How much do we actually depend on the things we take for granted? In “Bee Movie” we saw how much the whole world changed just because the bees no longer pollinated the flowers. We may believe that it is the greater things we depend on to survive, but actually, small things disappearing from our lives have great consequences.
I am going to take a look at why we need these things and how they affect us. We need to understand how and why we are affected by these things in order to live a better life. We also need to learn how to take advantage of what makes us feel good so that we have a method for making a gloomy day bright in order to feel even better!
I will be writing a series of posts about just this. Once in a while I will post a different article concerning things that we depend on for happiness, why we need it and how to get even happier!
Why MUSIC makes us happy
Music is something that we can live without, but many people say they can’t imagine a day without it. Music has an affect on all of us. Music doesn’t even necessarily have to be a song, but can also be sounds in the environment around us, or someone’s voice. Music certainly affects us, but why and how?
First of all, all of us associate something with the sounds we hear, which may cause us to feel sad or happy. Here, the music is connected to a memory.
Let’s look at listening to music from a biological perspective. We depend on food, sleep and reproduction to survive, and music is not something we necessarily depend on. When we eat, sleep or reproduce our brain releases the “feel good” neurochemical dopamine, which we trigger when experiencing pleasure and reward.
The same chemical is actually released when listening to music as well.
A study was conducted by researchers at McGill University in Canada where they started with 217 participants, and narrowed it down to 8 who kept responding the same way when they listened to music regardless of the listening environment.
For the study, the researchers combined different techniques to scan the brains of the 8 participants whilst they listened to music. The participants also completed a questionnaire where they stated how pleasurable they found the music.
The results showed that when we first anticipate and then experience a pleasurable response while listening to music, our brain reacts in specific ways to release dopamine.

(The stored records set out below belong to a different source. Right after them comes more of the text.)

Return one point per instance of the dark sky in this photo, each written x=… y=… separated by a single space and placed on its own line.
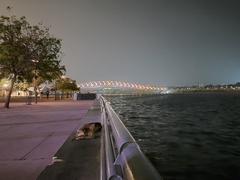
x=167 y=42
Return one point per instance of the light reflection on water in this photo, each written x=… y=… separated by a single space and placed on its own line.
x=191 y=136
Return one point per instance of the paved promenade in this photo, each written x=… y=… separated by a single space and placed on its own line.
x=30 y=135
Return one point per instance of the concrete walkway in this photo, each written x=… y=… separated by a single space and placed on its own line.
x=30 y=135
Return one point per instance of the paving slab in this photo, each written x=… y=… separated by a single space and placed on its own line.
x=77 y=159
x=30 y=135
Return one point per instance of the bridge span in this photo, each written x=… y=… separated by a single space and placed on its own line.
x=120 y=87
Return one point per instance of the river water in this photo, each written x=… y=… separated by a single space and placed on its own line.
x=186 y=136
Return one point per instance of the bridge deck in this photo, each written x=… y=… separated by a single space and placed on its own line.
x=31 y=135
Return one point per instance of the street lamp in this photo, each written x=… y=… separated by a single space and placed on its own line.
x=35 y=78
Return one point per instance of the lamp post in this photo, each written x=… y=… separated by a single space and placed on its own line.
x=35 y=79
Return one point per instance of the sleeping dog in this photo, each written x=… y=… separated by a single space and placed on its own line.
x=88 y=131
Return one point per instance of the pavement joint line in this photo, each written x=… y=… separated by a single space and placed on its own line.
x=24 y=157
x=40 y=122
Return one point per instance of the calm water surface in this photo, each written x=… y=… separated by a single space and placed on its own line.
x=186 y=136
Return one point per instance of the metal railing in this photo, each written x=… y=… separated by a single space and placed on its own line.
x=121 y=157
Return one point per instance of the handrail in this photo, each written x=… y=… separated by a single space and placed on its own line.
x=123 y=156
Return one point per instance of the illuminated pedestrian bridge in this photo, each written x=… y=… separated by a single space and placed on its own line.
x=120 y=87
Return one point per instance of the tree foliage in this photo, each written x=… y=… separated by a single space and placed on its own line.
x=27 y=52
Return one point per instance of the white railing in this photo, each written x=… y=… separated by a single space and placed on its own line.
x=121 y=156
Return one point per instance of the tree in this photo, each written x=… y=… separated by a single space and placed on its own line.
x=45 y=52
x=27 y=52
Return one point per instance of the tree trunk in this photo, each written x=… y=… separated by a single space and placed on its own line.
x=35 y=90
x=8 y=98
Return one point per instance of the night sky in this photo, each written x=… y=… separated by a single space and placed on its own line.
x=166 y=42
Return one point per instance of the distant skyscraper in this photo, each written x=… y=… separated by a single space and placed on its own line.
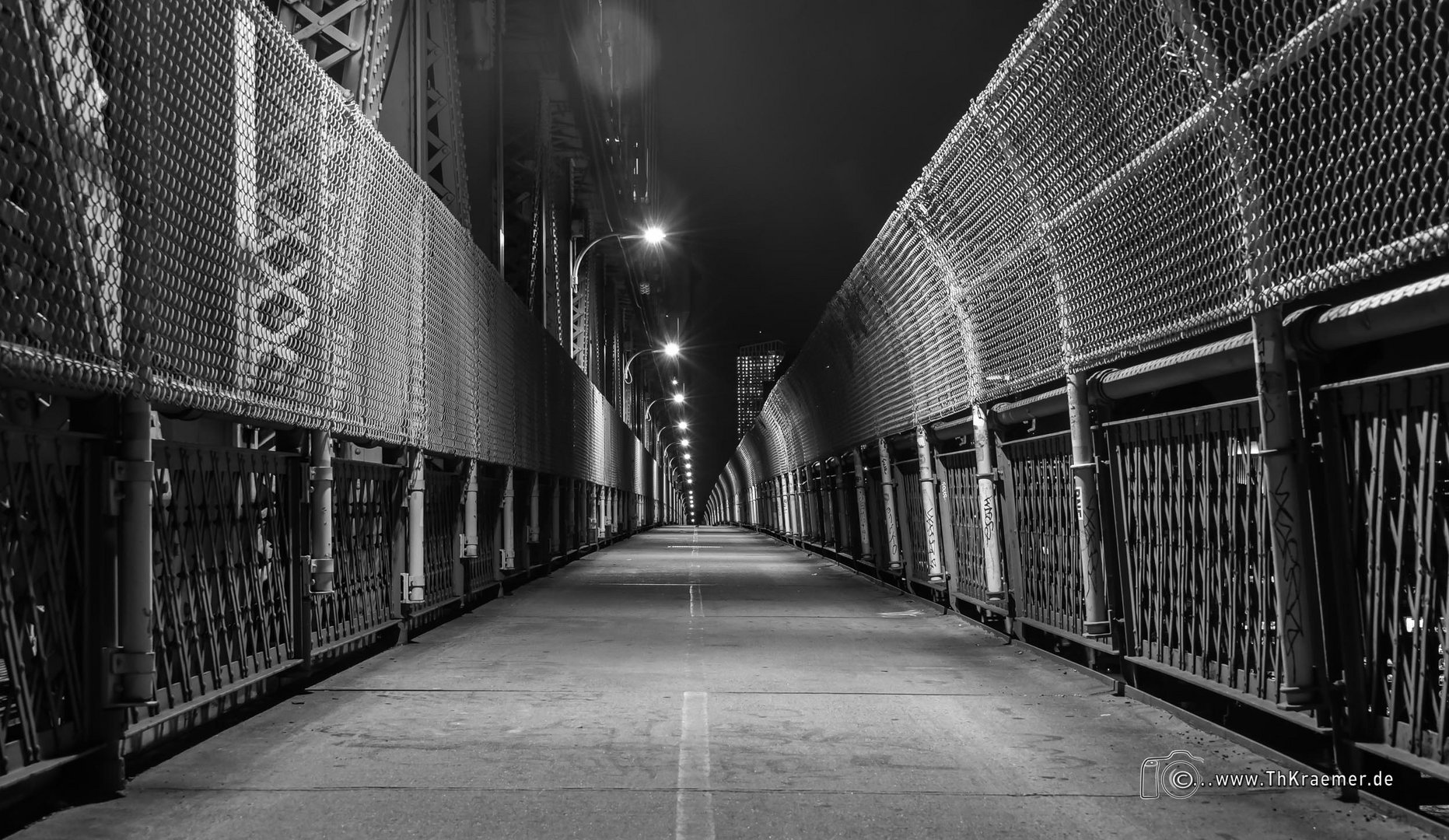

This study is very fascinating because it may be the first study to show that an abstract reward, listening to music, as apposed to a tangible reward, for example eating and sleeping, releases dopamine. Abstract rewards have been considered to be processed on a more cognitive level; however, this study shows that our ancient reward circuits may be involved.
The study also shows us that we have a shared neural network involving tangible and abstract rewards.
Note that this will not affect your day-to-day listening on average. However, when you experience an emotion while listening to music, ancient reward circuits are flooding your brain with dopamine, the “feel good” chemical.
Here are five ways to change, validate and challenge music’s role as “therapy”-->
1. Listen to music that enhances your current mood. Meaning that if you’re sad listen to sad music, etc. This will enhance how you feel.
2. Listen to music that changes your current mood. This will change your mood and maybe brighten your day if you’re down.
3. Be aware of what you listen to. Don’t put yourself in an environment surrounded by sounds that are too harsh and affect your emotional state.
4. Listen to music actively. Pay attention and actually listen to the lyrics, melody or beat. Also stop and listen to yourself, and how you feel when you pay attention to the different aspects of the music.
5. Listen to music outside your comfort zone. If you challenge yourself you may attract some surprising benefits!
What makes you happy?
What music gets you in a good mood?
Please share your thoughts in the comments below!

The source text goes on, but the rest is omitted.